Disclaimer: The opinions expressed here are my own and I'm not writing on behalf of AWS or Amazon.
The AWS Machine Learning - Specialty Certification covers a wide spectrum of topics from data engineering to exploratory data analysis to model training and deployment. Here are some quick notes I've gathered to prepare for the certification:
AWS AI Services
Beneficial for developers who want to add AI into their applications through API calls instead of developing and training their own ML models from scratch.
Amazon Textract
Extract text from scanned documents using Optical Character Recognition (OCR).
Documents
Returns text, forms, tables and query responses.
Expenses
Extracts data from invoices/receipts eg. vendor name, invoice/receipt date, invoice/receipt number, item name, item price, item quantity, total amount.
Amazon Comprehend
Extract entities, key phrases, language, personal identifiable information (PII), and sentiments from text.
Entities
Extract entities from text documents eg. people, places, locations.
Using AWS Console:
Using AWS API:
Key Phrases
Extract the key phrases (one or more words) from text documents.
Using AWS Console:
Using AWS API:
Sentiment
Predict the overall sentiment of the text - positive, negative, neutral, mixed.
Language
Predict the dominant language of the entire text. Amazon Comprehend can recognize 100 languages.
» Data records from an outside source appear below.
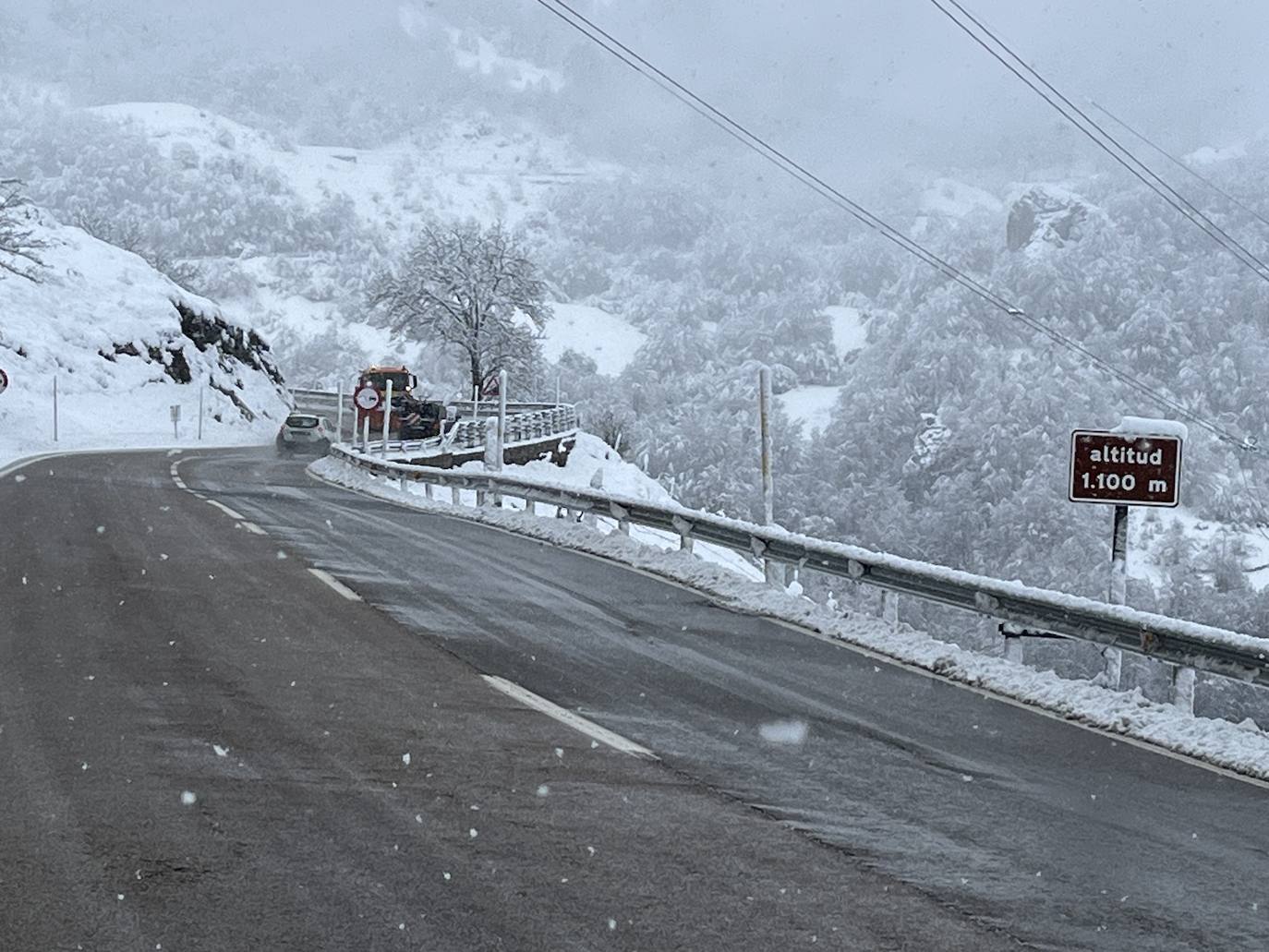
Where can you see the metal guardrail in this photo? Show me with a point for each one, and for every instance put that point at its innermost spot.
(1173, 640)
(526, 422)
(470, 434)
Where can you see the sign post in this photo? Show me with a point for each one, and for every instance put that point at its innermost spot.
(1136, 464)
(387, 416)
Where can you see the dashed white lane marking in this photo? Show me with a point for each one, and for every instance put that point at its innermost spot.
(567, 717)
(335, 584)
(231, 513)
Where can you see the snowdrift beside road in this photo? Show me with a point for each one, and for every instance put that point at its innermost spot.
(125, 345)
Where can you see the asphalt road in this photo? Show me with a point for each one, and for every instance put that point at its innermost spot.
(204, 746)
(807, 792)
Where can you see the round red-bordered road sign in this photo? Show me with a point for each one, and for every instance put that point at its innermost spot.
(367, 397)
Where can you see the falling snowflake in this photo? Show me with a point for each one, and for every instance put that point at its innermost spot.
(791, 732)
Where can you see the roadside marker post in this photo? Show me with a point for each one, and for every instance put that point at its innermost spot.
(339, 409)
(387, 416)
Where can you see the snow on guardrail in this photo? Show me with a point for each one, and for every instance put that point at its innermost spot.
(1242, 748)
(1173, 640)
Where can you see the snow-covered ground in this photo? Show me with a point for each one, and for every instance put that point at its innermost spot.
(1238, 746)
(811, 405)
(92, 306)
(608, 339)
(465, 169)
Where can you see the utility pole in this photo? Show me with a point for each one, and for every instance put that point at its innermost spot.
(773, 570)
(502, 416)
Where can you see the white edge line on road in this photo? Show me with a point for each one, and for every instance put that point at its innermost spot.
(231, 513)
(1141, 744)
(330, 580)
(567, 717)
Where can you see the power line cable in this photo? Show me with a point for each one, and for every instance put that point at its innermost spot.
(754, 142)
(1011, 61)
(1181, 165)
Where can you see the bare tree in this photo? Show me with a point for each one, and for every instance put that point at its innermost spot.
(462, 285)
(128, 235)
(18, 247)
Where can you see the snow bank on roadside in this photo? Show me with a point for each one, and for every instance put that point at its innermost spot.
(118, 336)
(1242, 748)
(596, 464)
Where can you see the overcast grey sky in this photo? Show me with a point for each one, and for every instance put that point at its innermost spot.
(867, 84)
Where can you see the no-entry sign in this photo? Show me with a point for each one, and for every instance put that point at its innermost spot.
(1125, 468)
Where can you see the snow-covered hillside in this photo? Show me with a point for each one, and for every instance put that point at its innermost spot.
(464, 169)
(125, 345)
(607, 339)
(467, 168)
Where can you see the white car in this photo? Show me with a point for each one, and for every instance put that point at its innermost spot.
(304, 433)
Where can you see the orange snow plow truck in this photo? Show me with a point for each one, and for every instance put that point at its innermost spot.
(410, 417)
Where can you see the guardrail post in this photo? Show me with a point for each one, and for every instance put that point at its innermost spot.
(889, 609)
(1183, 688)
(492, 458)
(1013, 645)
(622, 515)
(684, 528)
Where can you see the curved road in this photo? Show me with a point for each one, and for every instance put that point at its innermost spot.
(152, 644)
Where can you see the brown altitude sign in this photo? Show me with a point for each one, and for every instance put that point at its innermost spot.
(1125, 468)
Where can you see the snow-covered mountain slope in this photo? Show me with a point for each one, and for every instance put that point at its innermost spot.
(607, 339)
(467, 168)
(125, 344)
(312, 302)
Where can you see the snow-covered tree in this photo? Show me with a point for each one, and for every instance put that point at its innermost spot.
(471, 288)
(19, 249)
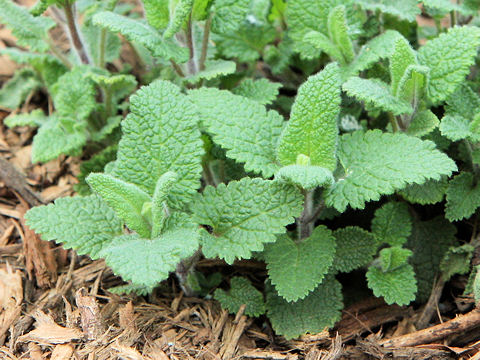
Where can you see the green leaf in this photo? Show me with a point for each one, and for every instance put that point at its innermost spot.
(456, 261)
(383, 166)
(241, 292)
(307, 177)
(429, 242)
(85, 224)
(144, 34)
(312, 130)
(158, 257)
(242, 126)
(355, 248)
(463, 197)
(449, 58)
(244, 215)
(161, 134)
(262, 90)
(30, 31)
(338, 32)
(377, 93)
(320, 309)
(296, 269)
(178, 17)
(125, 199)
(392, 223)
(34, 119)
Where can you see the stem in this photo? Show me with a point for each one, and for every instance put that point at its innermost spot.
(206, 36)
(74, 34)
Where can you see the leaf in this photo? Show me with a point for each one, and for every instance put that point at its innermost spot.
(296, 269)
(463, 197)
(144, 34)
(161, 134)
(262, 90)
(320, 309)
(306, 177)
(355, 248)
(85, 224)
(244, 215)
(312, 130)
(392, 224)
(383, 166)
(158, 257)
(242, 126)
(125, 199)
(377, 93)
(449, 58)
(241, 292)
(429, 242)
(456, 261)
(338, 32)
(30, 31)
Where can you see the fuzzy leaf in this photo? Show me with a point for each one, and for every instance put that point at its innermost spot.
(392, 223)
(161, 134)
(242, 126)
(449, 58)
(241, 292)
(312, 130)
(144, 34)
(355, 248)
(320, 309)
(383, 166)
(244, 215)
(376, 93)
(296, 269)
(85, 224)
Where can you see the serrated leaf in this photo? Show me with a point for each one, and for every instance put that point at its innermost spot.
(312, 130)
(296, 269)
(319, 310)
(161, 134)
(242, 126)
(244, 215)
(144, 34)
(355, 248)
(383, 166)
(85, 224)
(241, 292)
(449, 58)
(305, 176)
(456, 261)
(377, 93)
(463, 197)
(262, 90)
(125, 199)
(392, 223)
(429, 242)
(158, 256)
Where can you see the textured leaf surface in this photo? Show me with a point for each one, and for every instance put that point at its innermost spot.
(85, 224)
(355, 248)
(241, 292)
(383, 166)
(320, 309)
(242, 126)
(392, 223)
(312, 129)
(296, 269)
(161, 134)
(449, 58)
(463, 197)
(244, 215)
(376, 93)
(144, 34)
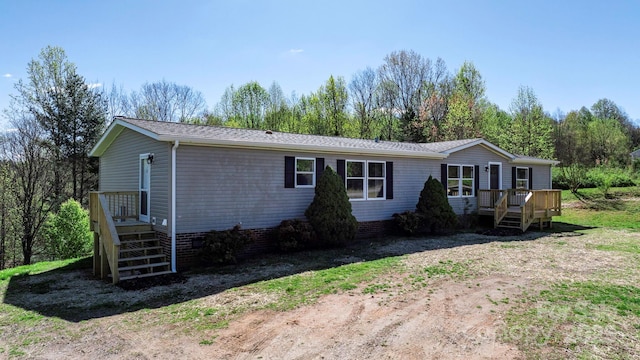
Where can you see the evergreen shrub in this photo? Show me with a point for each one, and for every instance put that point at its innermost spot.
(222, 247)
(330, 211)
(294, 235)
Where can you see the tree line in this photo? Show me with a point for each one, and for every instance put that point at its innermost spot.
(57, 117)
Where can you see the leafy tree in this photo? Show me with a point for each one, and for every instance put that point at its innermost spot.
(363, 87)
(334, 98)
(72, 116)
(330, 211)
(277, 108)
(434, 208)
(608, 142)
(167, 101)
(531, 130)
(495, 124)
(29, 164)
(249, 105)
(67, 232)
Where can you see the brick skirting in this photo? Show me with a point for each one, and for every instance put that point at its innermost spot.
(188, 245)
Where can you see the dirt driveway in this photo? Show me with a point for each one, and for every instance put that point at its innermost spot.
(454, 314)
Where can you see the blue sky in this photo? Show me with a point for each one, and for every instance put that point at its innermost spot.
(571, 53)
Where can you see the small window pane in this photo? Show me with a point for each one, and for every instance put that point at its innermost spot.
(304, 179)
(454, 171)
(354, 169)
(376, 189)
(355, 188)
(452, 187)
(376, 170)
(467, 187)
(522, 174)
(467, 172)
(304, 165)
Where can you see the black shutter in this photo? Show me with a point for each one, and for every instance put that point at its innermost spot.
(443, 175)
(319, 168)
(389, 174)
(476, 179)
(289, 172)
(341, 169)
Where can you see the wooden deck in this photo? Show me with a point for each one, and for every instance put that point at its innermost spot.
(519, 208)
(124, 247)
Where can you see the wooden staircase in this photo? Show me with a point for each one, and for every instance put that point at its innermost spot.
(141, 254)
(512, 220)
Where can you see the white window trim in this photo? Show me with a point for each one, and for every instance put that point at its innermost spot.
(365, 179)
(473, 181)
(383, 178)
(527, 177)
(499, 177)
(296, 172)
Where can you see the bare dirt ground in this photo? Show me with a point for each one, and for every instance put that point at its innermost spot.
(453, 316)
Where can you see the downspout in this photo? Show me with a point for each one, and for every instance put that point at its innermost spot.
(173, 204)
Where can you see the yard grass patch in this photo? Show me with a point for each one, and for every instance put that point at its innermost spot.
(584, 319)
(307, 287)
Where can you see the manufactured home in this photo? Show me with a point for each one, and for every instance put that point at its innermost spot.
(163, 185)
Personally Identifiable Information (PII)
List out entities in your input text that contain personal information eg. address, bank account number, or phone number.
Vision
Amazon Rekognition
Analyze images and videos to identify objects, people, text, scenes, and activities.
Label Detection
Extract labels of objects, concepts, scenes, and actions in your images.
Facial Analysis
Detect faces and retrieve facial attributes in an image eg. facial expressions, accessories, facial features, etc.
Face Comparison
Compare faces within a set of images with multiple faces in them. Compares the largest face in the source image (reference face) with up to 100 faces detected in the target image (comparison faces), and generate a similarity score.
Other AWS AI Services
- Amazon Lex: Build conversational interfaces using voice/text as input
- Amazon Polly: Text to speech
- Amazon Transcribe: Speech to text
- Amazon Translate: To different languages
Domain 1: Data Engineering
AWS Glue
https://docs.aws.amazon.com/glue/latest/dg/what-is-glue.html
- Serverless data integration service that makes it easy for analytics users to discover, prepare, move, and integrate data from multiple sources.
- Data Sources: S3, RDS, JDBC, DynamoDB, Kinesis Data Streams, Apache Kafka
- Data Targets: S3, RDS, JDBC
- Crawlers: Automatically infer database and table schema from your source data, storing the associated metadata in the AWS Glue Data Catalog.
- ETL Programming Languages: PySpark (Python), Scala
- FindMatches Transform: Use this machine learning transformation step to identify duplicate or matching records. Eg. matching customers/products/improve fraud detection, etc.
Amazon Athena
https://docs.aws.amazon.com/athena/latest/ug/what-is.html
- Serverless, interactive query service to query data and analyze big data in Amazon S3 using standard SQL.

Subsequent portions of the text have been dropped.